You are viewing a plain text version of this content. The canonical link for it is here.

Posted to general@lucene.apache.org by sunnyfr <jo...@gmail.com> on 2009/03/31 15:51:32 UTC

commit often and lot of data cost too much?

Hi,

I've about 14M of document. My index is about 11G.
For the moment I update every 20mn about 30 000 documents. 
Lucene alwarys merge data, What would you reckon?
My replication cost too much for the slave, they always bring back new index
directories and no segment.

Is there a way to get around this issue ? what would you reckon to people
who need fresh update on the slave with a big amount of data ?? 
Thanks a lot,


http://www.lucidimagination.com/Community/Hear-from-the-Experts/Articles/Scaling-Lucene-and-Solr/
:
"When the time and bandwidth needed for replication is less of a concern,
and high query throughput is more important, it can be wise to abandon the
advantage of transferring changed segments and only replicate fully
optimized indexes. It costs a bit more in terms of resources, but the master
will eat the cost of optimizing (so that users don't see the standard
machine slowdown affect that performing an optimize brings), and the slaves
will always get a fully optimized index to issue queries against, allowing
for maximum query performance. Generally, bandwidth for replication is not
much of a concern now, but keep in mind that optimizing on a large index can
be quite time consuming, so this strategy is not for every situation."
-- 
View this message in context: http://www.nabble.com/commit-often-and-lot-of-data-cost-too-much--tp22804941p22804941.html
Sent from the Lucene - General mailing list archive at Nabble.com.

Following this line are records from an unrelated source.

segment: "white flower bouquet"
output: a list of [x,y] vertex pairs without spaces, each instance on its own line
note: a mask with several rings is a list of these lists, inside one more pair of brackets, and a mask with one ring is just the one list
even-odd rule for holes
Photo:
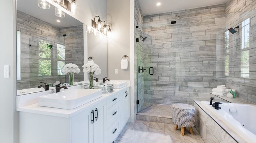
[[80,69],[78,66],[73,63],[68,63],[64,66],[61,69],[61,71],[65,75],[69,73],[69,85],[74,85],[74,73],[79,73],[80,72]]
[[92,89],[93,88],[93,75],[95,73],[98,75],[101,73],[101,69],[99,66],[94,63],[87,63],[83,67],[84,67],[83,71],[84,72],[87,72],[89,74],[90,76],[90,85],[89,88]]

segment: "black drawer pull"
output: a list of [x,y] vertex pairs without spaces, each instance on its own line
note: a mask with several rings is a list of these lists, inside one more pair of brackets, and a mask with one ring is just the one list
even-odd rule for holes
[[115,131],[114,131],[114,132],[113,132],[113,134],[115,133],[115,131],[116,131],[116,130],[117,130],[117,128],[115,129]]
[[112,114],[114,116],[114,115],[115,115],[116,114],[116,113],[117,113],[117,111],[116,111],[114,113],[113,113],[113,114]]

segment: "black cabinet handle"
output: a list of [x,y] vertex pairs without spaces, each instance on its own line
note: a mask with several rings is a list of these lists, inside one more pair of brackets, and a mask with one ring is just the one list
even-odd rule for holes
[[92,120],[91,120],[92,121],[92,123],[93,124],[93,123],[94,123],[94,111],[93,110],[91,113],[92,114]]
[[96,114],[96,115],[97,115],[97,116],[95,116],[95,119],[96,119],[96,120],[97,121],[98,120],[98,108],[96,108],[96,109],[95,109],[95,112],[97,112],[97,113]]
[[[150,72],[150,69],[152,69],[152,73],[151,73]],[[150,67],[149,68],[149,75],[154,75],[154,68],[153,67]]]
[[117,128],[115,129],[114,132],[113,132],[113,134],[115,133],[115,131],[116,131],[117,130]]
[[114,115],[116,114],[116,113],[117,113],[117,111],[116,111],[114,113],[113,113],[113,114],[112,114],[113,115],[113,116]]

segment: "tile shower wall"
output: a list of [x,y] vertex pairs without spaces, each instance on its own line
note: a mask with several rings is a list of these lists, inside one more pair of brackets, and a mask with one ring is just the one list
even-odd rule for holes
[[[229,33],[226,54],[229,56],[229,75],[226,78],[228,88],[235,89],[238,96],[256,103],[256,1],[230,0],[226,4],[226,30],[239,25],[237,33]],[[242,49],[242,22],[250,18],[249,47]],[[237,30],[237,29],[236,29]],[[249,77],[241,77],[242,53],[249,50]]]
[[[225,84],[225,4],[145,16],[145,102],[163,104],[208,100]],[[176,21],[176,24],[171,24]]]

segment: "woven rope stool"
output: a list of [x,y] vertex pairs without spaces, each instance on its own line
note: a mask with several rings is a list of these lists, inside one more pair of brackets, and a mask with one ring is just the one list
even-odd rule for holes
[[185,128],[188,127],[189,132],[194,134],[192,127],[195,125],[195,107],[182,103],[174,104],[172,106],[172,121],[175,124],[174,130],[178,126],[181,127],[181,135],[185,135]]

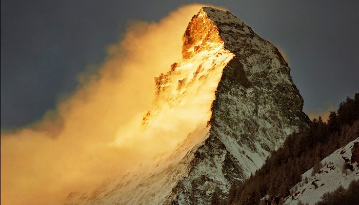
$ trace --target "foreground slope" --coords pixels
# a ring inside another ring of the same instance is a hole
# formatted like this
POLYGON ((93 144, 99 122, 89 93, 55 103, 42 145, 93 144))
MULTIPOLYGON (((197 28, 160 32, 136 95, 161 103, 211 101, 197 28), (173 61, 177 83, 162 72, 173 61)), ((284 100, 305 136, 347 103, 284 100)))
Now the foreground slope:
POLYGON ((143 129, 155 128, 159 119, 171 117, 164 113, 193 102, 212 112, 198 119, 173 152, 92 193, 72 193, 68 204, 209 204, 215 191, 221 198, 305 126, 303 100, 288 64, 230 12, 203 8, 183 41, 183 61, 155 78, 155 106, 144 117, 143 129))
POLYGON ((312 174, 312 168, 302 175, 303 180, 291 189, 293 195, 285 204, 294 205, 301 201, 313 204, 320 201, 324 193, 340 186, 346 189, 352 181, 358 180, 359 138, 324 158, 321 165, 317 172, 312 174))

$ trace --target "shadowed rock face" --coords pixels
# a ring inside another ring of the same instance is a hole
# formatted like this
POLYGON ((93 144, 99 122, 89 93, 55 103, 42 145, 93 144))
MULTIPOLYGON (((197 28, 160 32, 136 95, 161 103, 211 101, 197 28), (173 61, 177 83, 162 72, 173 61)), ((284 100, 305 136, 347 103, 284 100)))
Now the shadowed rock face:
POLYGON ((209 204, 309 121, 278 50, 229 11, 203 8, 183 39, 184 61, 155 78, 157 109, 143 126, 207 85, 214 86, 211 116, 171 153, 74 204, 209 204))
POLYGON ((228 11, 203 8, 184 35, 184 58, 220 40, 234 56, 224 68, 210 120, 187 175, 165 204, 209 204, 217 190, 259 168, 288 135, 305 126, 303 100, 278 50, 228 11), (205 172, 203 170, 217 170, 205 172))

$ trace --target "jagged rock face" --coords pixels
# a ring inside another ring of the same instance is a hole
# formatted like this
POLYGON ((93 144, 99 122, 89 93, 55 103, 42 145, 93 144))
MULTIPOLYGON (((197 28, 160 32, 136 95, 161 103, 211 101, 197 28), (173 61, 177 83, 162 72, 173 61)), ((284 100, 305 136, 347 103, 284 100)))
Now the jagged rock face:
POLYGON ((183 101, 204 110, 211 104, 212 113, 172 153, 69 204, 209 204, 215 190, 221 198, 309 120, 277 49, 229 11, 203 8, 183 41, 183 62, 155 79, 156 108, 143 126, 183 101), (208 93, 209 101, 196 101, 208 93))
POLYGON ((183 38, 185 58, 195 55, 204 42, 218 38, 235 55, 217 88, 210 134, 197 150, 172 201, 166 203, 209 204, 215 189, 220 195, 228 193, 233 182, 259 168, 271 150, 309 119, 277 49, 229 12, 203 8, 183 38), (201 26, 204 22, 210 26, 201 26), (193 31, 197 28, 199 32, 193 31), (212 36, 216 33, 219 36, 212 36))

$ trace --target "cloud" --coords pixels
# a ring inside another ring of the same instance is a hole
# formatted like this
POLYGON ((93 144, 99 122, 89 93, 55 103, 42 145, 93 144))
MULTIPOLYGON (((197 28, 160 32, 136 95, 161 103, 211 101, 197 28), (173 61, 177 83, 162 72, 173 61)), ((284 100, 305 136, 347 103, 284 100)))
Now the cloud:
MULTIPOLYGON (((131 22, 123 40, 108 47, 98 73, 79 75, 76 91, 55 111, 30 126, 2 131, 1 203, 63 204, 70 192, 90 191, 175 145, 180 138, 143 149, 129 135, 122 139, 128 146, 109 146, 121 141, 122 131, 139 129, 151 109, 153 78, 181 60, 182 35, 202 6, 181 7, 158 23, 131 22)), ((148 136, 147 141, 155 139, 148 136)))

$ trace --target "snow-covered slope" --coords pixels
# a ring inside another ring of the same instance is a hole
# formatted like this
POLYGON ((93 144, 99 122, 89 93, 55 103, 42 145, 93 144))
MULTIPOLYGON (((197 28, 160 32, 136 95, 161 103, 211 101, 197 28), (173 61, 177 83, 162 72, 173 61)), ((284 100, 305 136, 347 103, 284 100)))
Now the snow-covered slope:
POLYGON ((320 201, 326 192, 332 192, 341 185, 347 188, 353 180, 359 179, 358 157, 359 138, 322 160, 323 167, 314 176, 312 176, 313 168, 303 174, 303 180, 291 189, 293 194, 285 204, 296 204, 300 200, 305 204, 313 204, 320 201), (353 153, 356 157, 352 157, 353 153), (343 170, 345 163, 351 165, 348 166, 350 169, 343 170))
POLYGON ((176 117, 193 120, 190 133, 180 130, 188 136, 173 152, 92 193, 71 195, 68 204, 208 204, 215 190, 228 192, 305 126, 287 64, 230 12, 203 8, 183 41, 183 60, 155 78, 155 106, 142 126, 151 132, 176 117), (181 112, 202 109, 204 118, 181 112))

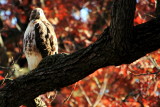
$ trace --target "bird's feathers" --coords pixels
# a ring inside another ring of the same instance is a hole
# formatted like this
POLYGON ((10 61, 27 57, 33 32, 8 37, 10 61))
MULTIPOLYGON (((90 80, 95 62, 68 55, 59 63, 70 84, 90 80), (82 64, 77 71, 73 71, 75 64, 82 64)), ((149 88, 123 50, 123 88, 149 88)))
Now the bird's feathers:
MULTIPOLYGON (((42 9, 35 10, 38 13, 42 9)), ((58 53, 58 43, 53 26, 44 15, 36 19, 34 16, 32 18, 23 39, 23 51, 30 70, 36 68, 42 58, 58 53)))

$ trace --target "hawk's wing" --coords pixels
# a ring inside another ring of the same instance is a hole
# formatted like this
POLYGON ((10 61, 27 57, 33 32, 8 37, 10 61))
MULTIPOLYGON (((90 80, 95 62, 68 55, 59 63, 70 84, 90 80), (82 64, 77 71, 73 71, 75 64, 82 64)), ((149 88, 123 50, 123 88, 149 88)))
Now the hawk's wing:
POLYGON ((42 57, 58 53, 58 43, 53 26, 46 21, 37 21, 34 26, 36 46, 42 57))

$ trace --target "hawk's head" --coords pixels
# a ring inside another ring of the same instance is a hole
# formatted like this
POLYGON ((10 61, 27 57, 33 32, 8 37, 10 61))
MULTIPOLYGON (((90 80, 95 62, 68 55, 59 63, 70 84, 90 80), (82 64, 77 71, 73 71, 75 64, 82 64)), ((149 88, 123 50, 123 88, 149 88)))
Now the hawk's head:
POLYGON ((41 8, 35 8, 32 10, 29 20, 46 18, 41 8))

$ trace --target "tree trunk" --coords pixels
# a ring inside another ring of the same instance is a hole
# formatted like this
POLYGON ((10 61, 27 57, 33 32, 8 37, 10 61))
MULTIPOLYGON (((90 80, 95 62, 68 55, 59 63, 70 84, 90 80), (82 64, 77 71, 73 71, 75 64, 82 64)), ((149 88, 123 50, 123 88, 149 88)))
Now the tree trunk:
POLYGON ((115 0, 114 10, 110 28, 94 44, 70 55, 48 56, 29 74, 9 81, 0 89, 1 107, 27 104, 38 95, 71 85, 98 68, 132 63, 160 47, 160 20, 133 27, 135 0, 115 0), (118 9, 120 4, 122 7, 118 9), (132 12, 124 14, 126 8, 132 12), (118 18, 121 13, 126 20, 118 18))

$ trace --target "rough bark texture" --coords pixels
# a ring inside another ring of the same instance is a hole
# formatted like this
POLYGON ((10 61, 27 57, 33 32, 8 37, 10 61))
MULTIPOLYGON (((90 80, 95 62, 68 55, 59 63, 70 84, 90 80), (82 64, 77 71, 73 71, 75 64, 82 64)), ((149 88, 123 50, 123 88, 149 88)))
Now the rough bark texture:
POLYGON ((158 49, 160 47, 160 20, 153 19, 133 27, 135 0, 116 0, 113 8, 120 4, 123 7, 121 9, 118 7, 115 9, 116 12, 112 13, 111 27, 104 30, 94 44, 70 55, 48 56, 33 72, 9 81, 4 88, 0 89, 0 107, 17 107, 27 104, 38 95, 71 85, 98 68, 128 64, 158 49), (125 7, 128 5, 126 3, 130 3, 130 6, 125 7), (132 8, 130 9, 132 13, 126 14, 128 11, 126 8, 132 8), (127 20, 119 19, 120 13, 123 13, 122 17, 127 20), (114 19, 120 24, 114 22, 114 19), (128 44, 128 41, 131 43, 128 44))

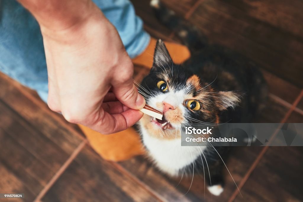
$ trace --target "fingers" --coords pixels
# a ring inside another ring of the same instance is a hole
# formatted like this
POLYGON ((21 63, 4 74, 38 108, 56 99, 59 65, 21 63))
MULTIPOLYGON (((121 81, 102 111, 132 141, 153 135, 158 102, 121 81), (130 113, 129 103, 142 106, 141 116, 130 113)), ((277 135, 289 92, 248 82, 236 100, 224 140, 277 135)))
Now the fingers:
POLYGON ((111 115, 107 112, 102 113, 99 121, 94 125, 88 126, 102 134, 114 133, 132 126, 139 121, 143 113, 138 110, 129 109, 121 114, 111 115))
POLYGON ((118 101, 118 100, 116 98, 116 96, 115 95, 115 94, 114 93, 112 92, 108 92, 107 93, 107 94, 105 95, 105 96, 104 97, 104 98, 103 100, 103 102, 112 102, 113 101, 118 101))
POLYGON ((102 107, 104 111, 110 114, 120 114, 129 109, 119 101, 104 102, 102 107))
POLYGON ((132 79, 124 82, 113 84, 113 91, 117 98, 129 108, 140 109, 145 105, 145 100, 138 92, 132 79))

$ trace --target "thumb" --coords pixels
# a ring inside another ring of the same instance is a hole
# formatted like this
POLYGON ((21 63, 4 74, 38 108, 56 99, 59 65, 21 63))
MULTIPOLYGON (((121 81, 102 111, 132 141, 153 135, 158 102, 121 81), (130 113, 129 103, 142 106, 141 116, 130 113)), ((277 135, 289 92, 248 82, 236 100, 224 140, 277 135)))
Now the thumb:
POLYGON ((113 92, 120 102, 130 108, 142 109, 145 105, 145 100, 140 93, 132 79, 112 84, 113 92))

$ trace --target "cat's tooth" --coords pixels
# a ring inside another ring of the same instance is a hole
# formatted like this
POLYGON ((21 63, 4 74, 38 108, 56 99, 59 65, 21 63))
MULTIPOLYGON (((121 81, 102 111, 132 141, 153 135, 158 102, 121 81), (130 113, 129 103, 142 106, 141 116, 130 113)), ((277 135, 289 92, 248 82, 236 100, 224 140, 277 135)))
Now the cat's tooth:
POLYGON ((165 122, 165 123, 164 123, 164 124, 162 124, 162 126, 165 126, 165 125, 166 125, 166 124, 167 124, 167 122, 165 122))

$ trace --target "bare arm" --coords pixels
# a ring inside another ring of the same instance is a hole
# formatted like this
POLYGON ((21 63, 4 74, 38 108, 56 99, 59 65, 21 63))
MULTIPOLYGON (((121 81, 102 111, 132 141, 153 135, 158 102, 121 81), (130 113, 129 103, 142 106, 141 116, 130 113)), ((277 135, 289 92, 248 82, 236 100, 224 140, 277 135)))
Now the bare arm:
POLYGON ((19 1, 40 25, 51 109, 104 134, 126 129, 141 118, 135 109, 145 101, 133 84, 131 59, 116 29, 93 3, 19 1))

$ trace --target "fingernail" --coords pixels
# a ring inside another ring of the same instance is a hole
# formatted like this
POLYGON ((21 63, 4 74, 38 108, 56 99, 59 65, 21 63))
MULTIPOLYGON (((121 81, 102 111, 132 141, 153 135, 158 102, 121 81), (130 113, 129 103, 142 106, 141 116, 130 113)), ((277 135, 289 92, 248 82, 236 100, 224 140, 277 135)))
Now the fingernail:
POLYGON ((143 96, 139 93, 137 96, 137 100, 136 100, 136 105, 137 107, 139 109, 142 109, 145 106, 145 100, 143 96))

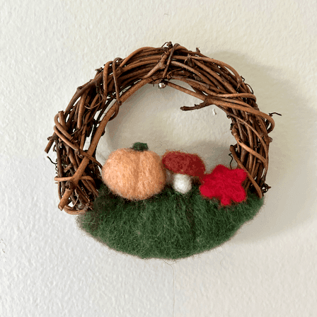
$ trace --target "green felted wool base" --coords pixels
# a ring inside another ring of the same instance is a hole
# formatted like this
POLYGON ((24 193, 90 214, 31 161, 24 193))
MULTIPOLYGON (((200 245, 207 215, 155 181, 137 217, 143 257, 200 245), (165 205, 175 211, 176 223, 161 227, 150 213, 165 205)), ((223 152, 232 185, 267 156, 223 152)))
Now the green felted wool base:
POLYGON ((214 248, 230 238, 263 204, 248 193, 244 202, 221 207, 204 199, 197 185, 186 195, 169 186, 146 200, 130 201, 103 185, 93 210, 79 226, 110 248, 141 258, 177 259, 214 248))

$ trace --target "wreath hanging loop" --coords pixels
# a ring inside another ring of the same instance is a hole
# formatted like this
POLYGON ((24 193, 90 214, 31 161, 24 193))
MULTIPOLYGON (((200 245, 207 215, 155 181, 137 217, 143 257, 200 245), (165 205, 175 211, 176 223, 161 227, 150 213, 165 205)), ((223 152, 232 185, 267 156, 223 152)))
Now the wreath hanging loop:
POLYGON ((57 153, 59 207, 73 214, 92 208, 102 183, 96 151, 107 123, 115 118, 120 106, 146 83, 168 86, 202 100, 183 111, 215 105, 231 120, 236 144, 230 152, 238 167, 248 173, 246 190, 259 197, 270 187, 265 183, 268 150, 274 129, 272 113, 260 111, 250 86, 231 66, 188 50, 179 44, 142 47, 125 59, 116 58, 96 70, 93 79, 79 87, 64 111, 55 116, 54 134, 45 149, 57 153), (188 83, 187 89, 171 80, 188 83), (86 144, 88 149, 83 149, 86 144))

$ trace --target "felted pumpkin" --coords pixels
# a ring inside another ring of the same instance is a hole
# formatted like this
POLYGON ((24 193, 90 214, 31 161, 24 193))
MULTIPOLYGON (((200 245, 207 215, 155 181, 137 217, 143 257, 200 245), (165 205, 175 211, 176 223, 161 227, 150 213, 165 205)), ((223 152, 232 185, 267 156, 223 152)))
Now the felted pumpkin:
POLYGON ((111 153, 103 166, 102 177, 112 192, 130 200, 158 194, 166 180, 161 157, 140 142, 111 153))

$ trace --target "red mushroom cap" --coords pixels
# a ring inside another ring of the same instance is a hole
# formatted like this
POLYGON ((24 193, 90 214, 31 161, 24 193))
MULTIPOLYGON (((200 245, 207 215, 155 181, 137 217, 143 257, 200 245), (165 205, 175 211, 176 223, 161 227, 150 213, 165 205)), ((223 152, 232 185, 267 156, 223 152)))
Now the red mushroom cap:
POLYGON ((178 174, 202 176, 205 171, 203 161, 197 154, 168 151, 162 158, 166 168, 178 174))

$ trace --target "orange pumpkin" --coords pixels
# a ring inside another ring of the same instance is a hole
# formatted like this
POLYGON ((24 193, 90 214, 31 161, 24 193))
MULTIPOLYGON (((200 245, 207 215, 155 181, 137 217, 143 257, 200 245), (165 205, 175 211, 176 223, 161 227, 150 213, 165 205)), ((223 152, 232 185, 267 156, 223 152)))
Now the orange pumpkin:
POLYGON ((166 181, 161 157, 145 143, 111 153, 102 169, 103 182, 115 194, 141 200, 158 194, 166 181))

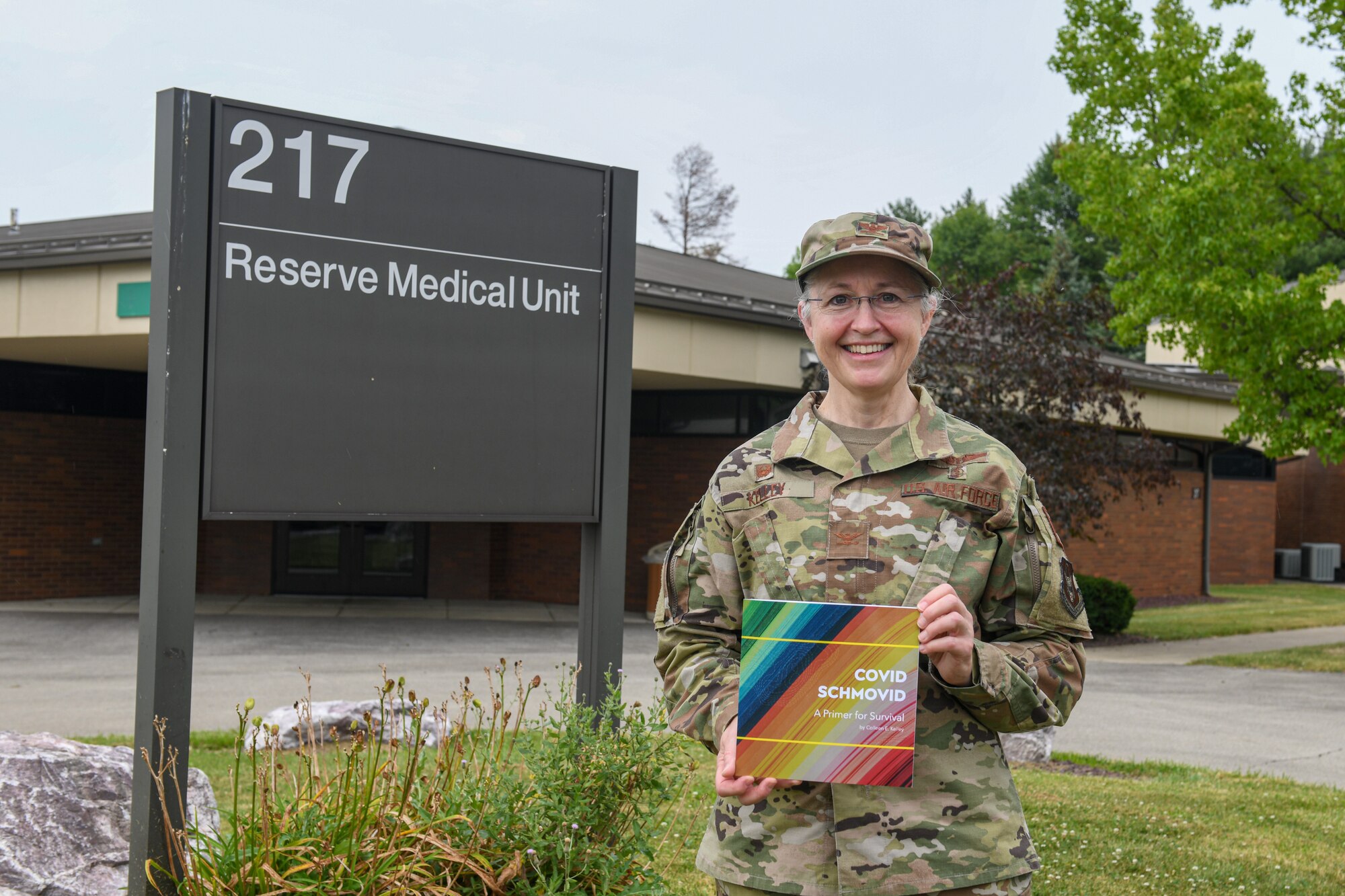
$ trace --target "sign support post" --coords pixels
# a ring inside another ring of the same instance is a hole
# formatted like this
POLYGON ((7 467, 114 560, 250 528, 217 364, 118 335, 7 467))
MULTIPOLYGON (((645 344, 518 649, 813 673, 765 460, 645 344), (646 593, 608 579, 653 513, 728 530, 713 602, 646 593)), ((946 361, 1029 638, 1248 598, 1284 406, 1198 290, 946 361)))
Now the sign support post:
POLYGON ((584 523, 580 541, 578 694, 607 697, 604 675, 621 666, 625 635, 625 515, 631 455, 631 363, 635 330, 635 214, 638 175, 611 174, 607 272, 607 365, 603 374, 603 475, 600 522, 584 523), (615 348, 615 351, 613 351, 615 348))
MULTIPOLYGON (((200 359, 206 346, 211 102, 207 94, 175 89, 161 90, 155 108, 130 896, 155 892, 145 862, 165 864, 167 858, 164 819, 141 757, 141 751, 148 751, 157 759, 156 717, 167 720, 165 747, 178 751, 178 780, 187 786, 204 393, 200 359)), ((178 806, 171 799, 168 803, 172 825, 180 830, 178 806)))

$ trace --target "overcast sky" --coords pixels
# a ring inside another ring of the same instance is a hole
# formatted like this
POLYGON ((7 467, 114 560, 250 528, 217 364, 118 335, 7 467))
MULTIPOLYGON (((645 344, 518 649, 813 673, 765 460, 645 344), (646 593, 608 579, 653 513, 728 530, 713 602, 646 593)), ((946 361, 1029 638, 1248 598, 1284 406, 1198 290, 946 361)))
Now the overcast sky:
MULTIPOLYGON (((1325 75, 1275 0, 1250 26, 1282 90, 1325 75)), ((729 250, 779 273, 818 218, 971 187, 998 202, 1077 106, 1046 69, 1059 0, 59 3, 0 0, 0 214, 151 207, 153 94, 180 86, 640 172, 670 246, 672 155, 740 203, 729 250)))

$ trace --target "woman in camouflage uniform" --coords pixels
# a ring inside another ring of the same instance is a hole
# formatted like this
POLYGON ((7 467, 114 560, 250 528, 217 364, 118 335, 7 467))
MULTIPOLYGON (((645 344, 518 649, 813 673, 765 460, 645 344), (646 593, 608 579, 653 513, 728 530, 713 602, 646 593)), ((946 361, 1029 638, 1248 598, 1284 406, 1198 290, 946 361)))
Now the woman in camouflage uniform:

Re: commit often and lot of data cost too much?

Posted by Ted Dunning <te...@gmail.com>.

Funny you should ask.

We had a similar problem at Veoh.  I think that this kind of problem is
relatively common.

Taking video viewing as the poster child, the meta-data about videos comes
in a couple of flavors:

The title and description and publisher info
A pointer to the actual video bits
The view counts
Rating data
The history of who viewed the video (for recommendation systems and such)
Stats about how people play the video (just 4 seconds?  all the way
through?  From the primary interface?  From embedded references?)

We can categorize this data on a couple of different axes.  One is update
rate:

Some of this data is very rarely updated (the video pointer and publisher
info).
Some is updated more commonly, but still pretty rarely (title and
description)
Some is updated fairly often (ratings)
And some is updated ALL the time (view counts especially, but view history
and view stats as well)

Another categorization is based on how you plan to search the data:

Title and description and length and publisher and date published (users
searching using the search box and advanced search)
Play history and ratings (recommendation systems doing off-line analysis)
Not usually searched (encoding, number of audio tracks, size in bytes and so
on)

Usually, high volume sites have to store data differently depending on size,
change-rate and purpose.  Then you abstract different search and storage
decisions with an access layer.  For what you are doing, you should put into
lucene only those things which are low change rate and which must be
searched.  You should put high mutation rate data into something like
memcache with some persistent back-store.  Very large data items such as the
video itself should be in an entirely different kind of store (at Veoh we
used a very heavily hacked version of danga's mogile).

Your two phase update trick will work reasonably well in the short-term, but
if your traffic is growing quickly it won't last very long because the full
update will be so nasty.

On Wed, Apr 1, 2009 at 1:06 AM, sunnyfr <jo...@gmail.com> wrote:

>
> Yep but we won't change the system now :(
> Or maybe I can have two kinds of schema ?
> One which is the new video during the day so just new datas and the other
> one by night which update all caracteristic of videos ?  full update
> nightly
> and light new update during the day ?
> what do you think ??
> Because the other caracteristics are not that important but used for
> filters, most view, comment ...
>
>

Re: commit often and lot of data cost too much?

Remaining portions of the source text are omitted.